The values of the dice coefficient range from 0 to 1. The higher value implies higher segmentation accuracy and high similarity in terms of spatial overlap between ground truth image and output image from the U-Net network. The value of Dice similarity coefficients obtained for the test set is 0.72.

Limitations

The training process of the U-Net deep neural network includes learning the features of the target object with each iteration. When the U-Net model is implemented for our dataset, it is observed that along with the target object, occasionally, it also segments the objects which have a similar shape as that of the target object in the same category. Hence, the limitation cases are the instances where the test image contains an object (not an airplane) that has similar spatial features as an airplane in the spatial domain, and when tested with the trained U-Net it segments it as the target object.

5 Conclusions

We have presented a framework for automatic detection and segmentation of airplanes in UHSR images captured by eBee classic drones.
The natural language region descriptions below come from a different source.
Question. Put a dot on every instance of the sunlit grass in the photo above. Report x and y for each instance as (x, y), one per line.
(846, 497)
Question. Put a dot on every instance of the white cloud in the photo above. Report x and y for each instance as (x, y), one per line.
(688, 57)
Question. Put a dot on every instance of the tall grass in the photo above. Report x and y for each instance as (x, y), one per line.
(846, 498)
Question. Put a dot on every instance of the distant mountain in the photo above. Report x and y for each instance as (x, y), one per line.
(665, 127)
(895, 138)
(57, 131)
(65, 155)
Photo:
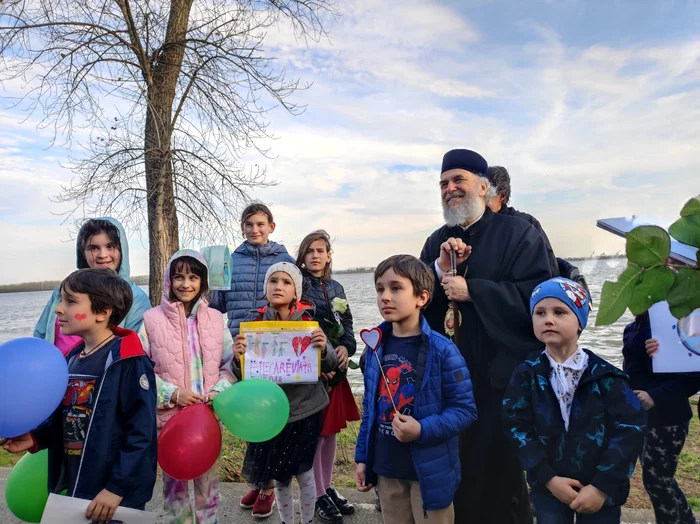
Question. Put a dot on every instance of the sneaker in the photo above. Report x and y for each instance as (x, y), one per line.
(340, 502)
(249, 498)
(326, 510)
(263, 505)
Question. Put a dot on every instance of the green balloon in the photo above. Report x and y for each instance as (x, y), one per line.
(27, 489)
(255, 410)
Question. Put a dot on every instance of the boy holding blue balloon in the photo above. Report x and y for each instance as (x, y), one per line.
(101, 438)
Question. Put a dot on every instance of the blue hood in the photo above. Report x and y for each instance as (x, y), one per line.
(125, 266)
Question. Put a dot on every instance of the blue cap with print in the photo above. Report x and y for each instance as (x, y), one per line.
(571, 293)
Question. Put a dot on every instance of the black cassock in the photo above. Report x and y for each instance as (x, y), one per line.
(508, 260)
(553, 263)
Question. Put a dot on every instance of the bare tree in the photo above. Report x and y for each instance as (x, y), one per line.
(166, 94)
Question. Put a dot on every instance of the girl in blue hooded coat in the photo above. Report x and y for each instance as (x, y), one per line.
(576, 424)
(101, 243)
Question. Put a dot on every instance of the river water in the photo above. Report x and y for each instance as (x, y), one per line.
(20, 311)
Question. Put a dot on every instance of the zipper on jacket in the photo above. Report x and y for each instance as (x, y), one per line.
(94, 410)
(257, 272)
(329, 311)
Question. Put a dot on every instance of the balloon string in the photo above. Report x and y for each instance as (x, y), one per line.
(386, 381)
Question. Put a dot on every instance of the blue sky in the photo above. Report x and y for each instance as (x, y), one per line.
(594, 107)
To accomplish this task with supervised machine learning algorithms, we have implemented state-of-the-art SSD MobileNet-v2 for object detection, and U-Net for semantic segmentation. The proposed approach gives arguably good accuracy metrics results for detection and segmentation tasks in the terms of mAP and dice coefficient respectively. The implemented architectures possess a limitation that objects that are similar in shape to the target i.e., airplanes, are detected or segmented as targets too. The architecture for the segmentation of images performs hard classification for each pixel, where each pixel belongs to a class with either 0 or 100% probability. There can be impure pixels in the image, especially at the boundaries of the target, where they might contain both, a background object and a target object in an image. Research work can be carried out towards developing such neural network architectures that can distinctively specify those pixels as well.